Friday, June 19, 2009

Center for Sustainable Medicine

The Center for Sustainable Medicine was established over a year ago by local homeopath and acupuncturist, Didi Pershouse, to frame a new (and old) paradigm for personal and planetary health. Visit the website: http://sustainablemedicine.org

Sustainable Medicine Manifesto

1. Sustainable Medicine recognizes that we are part of something larger than ourselves: a complex system, known to us as the universe, the ecosystem, the web of life, or Gaia.
-This system seeks balance through interdependence, and constant change.

2. Sustainable Medicine sees the body as its own ecosystem, and recognizes that all parts of a system are linked and collaborative.
-Our bodies are a micro-system, reflective of and included within the whole.

3. Sustainable Medicine teaches that the health of the environment is intricately linked to the health of our bodies.
-Therefore, to care for the environment is part of caring for ourselves and others.

4. From the perspective of Sustainable Medicine, connection with the ecosystem is essential to health.
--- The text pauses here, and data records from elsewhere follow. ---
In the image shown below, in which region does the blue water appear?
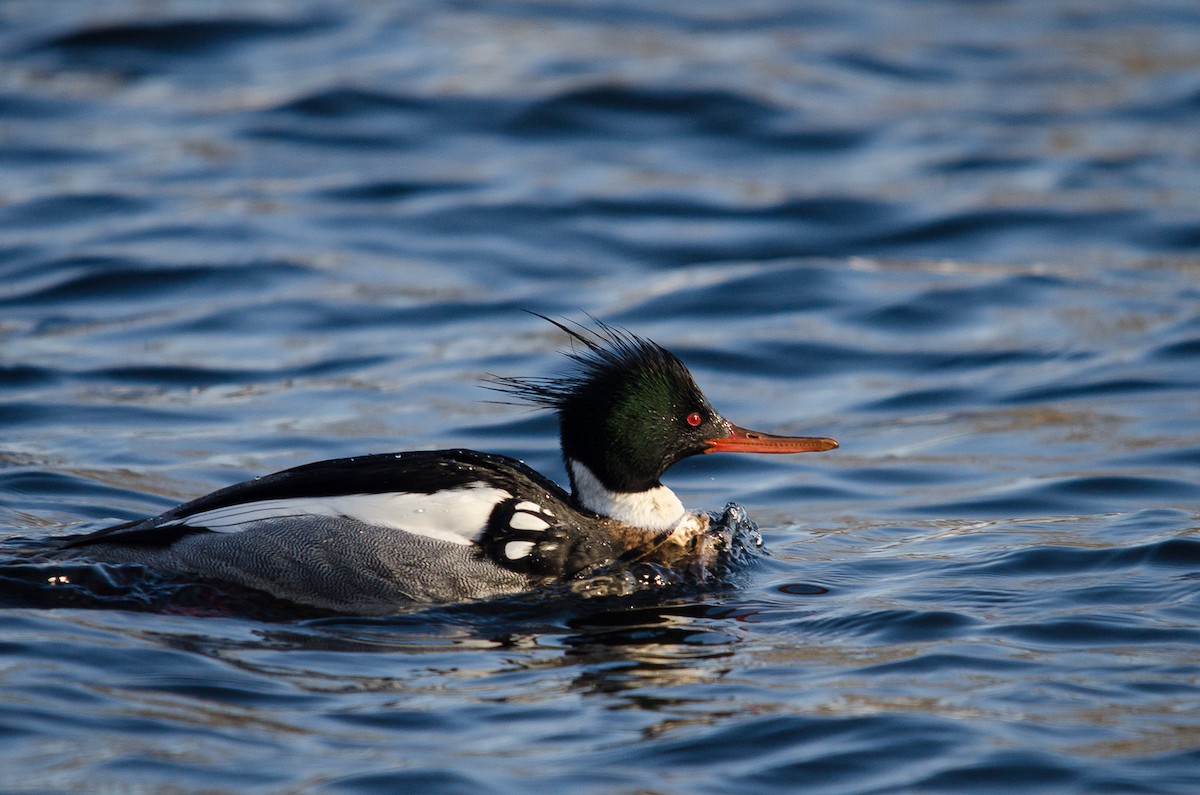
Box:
[0,0,1200,795]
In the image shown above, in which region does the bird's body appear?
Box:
[59,325,836,612]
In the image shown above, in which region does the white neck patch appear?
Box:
[566,459,686,531]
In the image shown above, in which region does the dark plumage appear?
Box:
[44,318,836,614]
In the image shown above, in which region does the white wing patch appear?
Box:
[509,510,550,530]
[163,483,511,554]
Disease is a manifestation of lack of connection.
-Each disconnection that occurs leads to a loss of power, integrity, flexibility and energy—both for that part and for the whole system.
-This lack of connection separates us from ourselves, each other, and the source of our life.

5. Therefore, to create health, one must restore connection.
Sustainable Medicine does this by:
-Acknowledging that networks, relationships and communities exist at every level.
-Facilitating deep communication, understanding and cooperation within and between them.
-Respecting the integrity and wisdom of community networks by using local medicines and knowledge whenever possible and appropriate.
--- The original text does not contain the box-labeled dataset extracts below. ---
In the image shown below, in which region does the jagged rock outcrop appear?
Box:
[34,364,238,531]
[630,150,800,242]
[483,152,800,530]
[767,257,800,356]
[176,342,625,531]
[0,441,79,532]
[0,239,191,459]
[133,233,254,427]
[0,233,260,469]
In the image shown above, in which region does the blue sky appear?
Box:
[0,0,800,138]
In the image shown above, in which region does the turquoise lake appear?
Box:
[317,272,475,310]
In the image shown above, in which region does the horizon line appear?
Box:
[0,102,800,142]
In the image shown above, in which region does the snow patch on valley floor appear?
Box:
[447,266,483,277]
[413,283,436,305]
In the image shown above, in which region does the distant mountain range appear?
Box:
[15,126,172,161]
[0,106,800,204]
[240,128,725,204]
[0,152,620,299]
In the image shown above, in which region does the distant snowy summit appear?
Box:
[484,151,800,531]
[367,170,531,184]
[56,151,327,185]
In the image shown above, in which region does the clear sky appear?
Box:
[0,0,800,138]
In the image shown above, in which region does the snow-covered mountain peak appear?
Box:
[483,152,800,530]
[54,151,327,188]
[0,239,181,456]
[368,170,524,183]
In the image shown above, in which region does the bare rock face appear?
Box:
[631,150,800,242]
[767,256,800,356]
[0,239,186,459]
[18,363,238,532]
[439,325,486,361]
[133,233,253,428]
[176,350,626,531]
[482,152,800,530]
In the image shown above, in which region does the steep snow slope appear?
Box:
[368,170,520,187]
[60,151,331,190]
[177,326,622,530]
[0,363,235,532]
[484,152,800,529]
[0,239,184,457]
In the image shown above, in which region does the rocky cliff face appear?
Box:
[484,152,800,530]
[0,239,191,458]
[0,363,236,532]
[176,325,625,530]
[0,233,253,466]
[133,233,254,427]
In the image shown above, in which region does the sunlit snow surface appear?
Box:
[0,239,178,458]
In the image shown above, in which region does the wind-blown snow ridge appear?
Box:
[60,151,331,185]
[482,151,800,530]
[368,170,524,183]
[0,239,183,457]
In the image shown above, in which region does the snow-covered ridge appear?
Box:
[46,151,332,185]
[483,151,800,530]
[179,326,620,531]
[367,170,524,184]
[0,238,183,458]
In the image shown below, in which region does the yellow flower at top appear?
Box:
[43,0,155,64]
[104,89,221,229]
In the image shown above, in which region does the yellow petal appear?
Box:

-Reconnecting people with the inherent wisdom and support of the social and natural communities that surround them.

6. Sustainable Medicine operates best in environments that are fertile, rather than sterile.
-It does this by encouraging honest, open-hearted, and evenly-balanced relationships between healers and the communities they serve.
-And by recognizing that healthy communities are built through relationship, including cross-pollination of ideas, populations and coping mechanisms to create the diversity and flexibility that ensures survival in times of crisis.

7. Health depends also on our ability to honor wildness, which has its own wisdom and integrity.
-Sustainable Medicine therefore seeks to restore the integrity, power and sanctity of wild places—from the internal flora and fauna of the body, to the microorganisms of the soils, to the vast tracts of wilderness that plants, animals and fungi depend on for survival, diversity and well-being.
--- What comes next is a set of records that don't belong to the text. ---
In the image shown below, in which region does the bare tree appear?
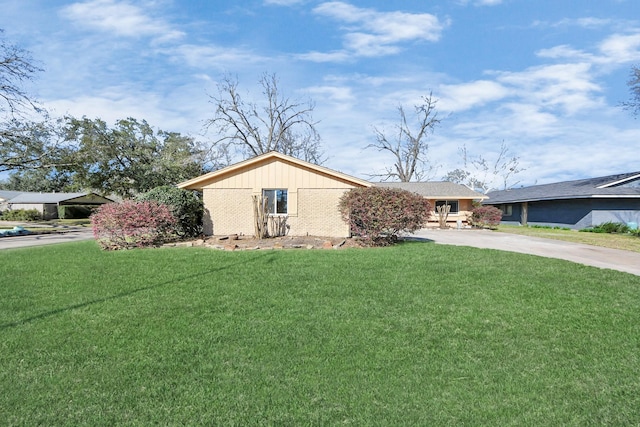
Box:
[0,29,42,121]
[443,141,524,193]
[206,73,323,164]
[366,93,440,182]
[622,65,640,116]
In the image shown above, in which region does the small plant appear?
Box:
[91,200,178,250]
[2,209,42,222]
[471,206,502,229]
[580,221,631,234]
[339,187,430,246]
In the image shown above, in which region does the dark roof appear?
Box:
[374,181,487,200]
[0,190,22,200]
[0,190,112,204]
[485,172,640,204]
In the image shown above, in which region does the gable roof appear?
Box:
[486,172,640,204]
[177,151,372,190]
[375,181,488,200]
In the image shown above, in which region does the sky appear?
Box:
[0,0,640,186]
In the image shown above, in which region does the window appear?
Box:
[499,205,513,216]
[262,190,287,215]
[434,200,459,214]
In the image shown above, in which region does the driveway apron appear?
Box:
[412,229,640,276]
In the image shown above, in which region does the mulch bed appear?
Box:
[165,234,362,251]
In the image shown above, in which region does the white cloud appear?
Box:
[533,17,614,29]
[60,0,184,41]
[438,80,509,112]
[308,1,449,61]
[599,31,640,64]
[458,0,504,6]
[264,0,304,6]
[495,63,602,115]
[160,44,268,70]
[296,50,353,62]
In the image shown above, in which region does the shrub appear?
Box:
[137,185,204,237]
[58,205,95,219]
[339,187,430,246]
[2,209,42,221]
[580,221,630,234]
[91,200,177,250]
[471,206,502,229]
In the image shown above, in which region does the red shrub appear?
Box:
[471,206,502,228]
[339,187,430,246]
[91,200,177,250]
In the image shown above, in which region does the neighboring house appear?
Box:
[0,190,113,219]
[178,151,483,237]
[375,181,488,225]
[484,172,640,229]
[178,151,372,237]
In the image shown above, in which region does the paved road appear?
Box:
[414,229,640,276]
[0,229,93,249]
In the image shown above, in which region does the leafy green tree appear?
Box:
[66,117,205,198]
[0,168,82,193]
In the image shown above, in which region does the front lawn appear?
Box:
[498,225,640,252]
[0,241,640,426]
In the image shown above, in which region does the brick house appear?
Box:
[178,151,373,237]
[178,151,486,237]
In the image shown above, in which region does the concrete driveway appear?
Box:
[412,229,640,276]
[0,228,93,250]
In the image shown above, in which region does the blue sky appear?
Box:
[0,0,640,185]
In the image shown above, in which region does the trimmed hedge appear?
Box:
[471,206,502,228]
[136,185,204,238]
[91,200,177,250]
[339,187,431,246]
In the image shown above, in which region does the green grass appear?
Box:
[0,242,640,426]
[498,225,640,252]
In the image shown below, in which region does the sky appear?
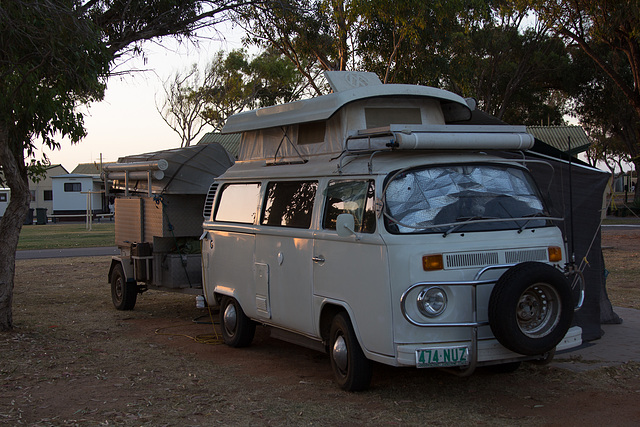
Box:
[42,27,242,172]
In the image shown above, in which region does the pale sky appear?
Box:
[44,25,242,172]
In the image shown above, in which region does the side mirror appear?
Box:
[336,213,359,240]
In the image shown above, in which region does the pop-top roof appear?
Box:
[222,71,471,134]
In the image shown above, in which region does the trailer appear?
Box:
[103,143,234,310]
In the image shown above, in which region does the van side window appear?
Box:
[322,181,376,233]
[214,183,260,224]
[260,181,318,228]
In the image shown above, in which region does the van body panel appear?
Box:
[255,231,315,335]
[313,231,394,356]
[202,230,257,317]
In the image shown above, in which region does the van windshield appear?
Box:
[383,164,548,235]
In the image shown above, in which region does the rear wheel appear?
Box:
[329,313,373,391]
[220,297,256,347]
[111,264,138,310]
8. Sustainable Medicine is pattern-based in its thought and action.
-When disease occurs, Sustainable Medicine gathers information from the whole system, looking for patterns and cycles, not just individually occurring symptoms.
-When looking at a single part, it looks deeply: for within each part, the whole is reflected as well.
-In its treatments, Sustainable Medicine works within the patterns and cycles of nature, recognizing that the system, when allowed to move freely and without obstruction, will naturally flow towards balance.
-Sustainable Medicine also respects and accepts that cycles of growth, decline, transformation, and regeneration are natural and essential to the health and balance of the entire system.
9. Sustainable Medicine is inherently sustainable.
-It does not deplete resources or excessively drain one part of the whole to benefit another.
-It does not add to the toxic waste stream, creating further illness.
-It is affordable to learn, to practice and to use.
-Care is available to all parts of the system

10. Sustainable Medicine is “slow” medicine.
-It begins with deep listening and understanding.
-It allows time for deep and lasting cures.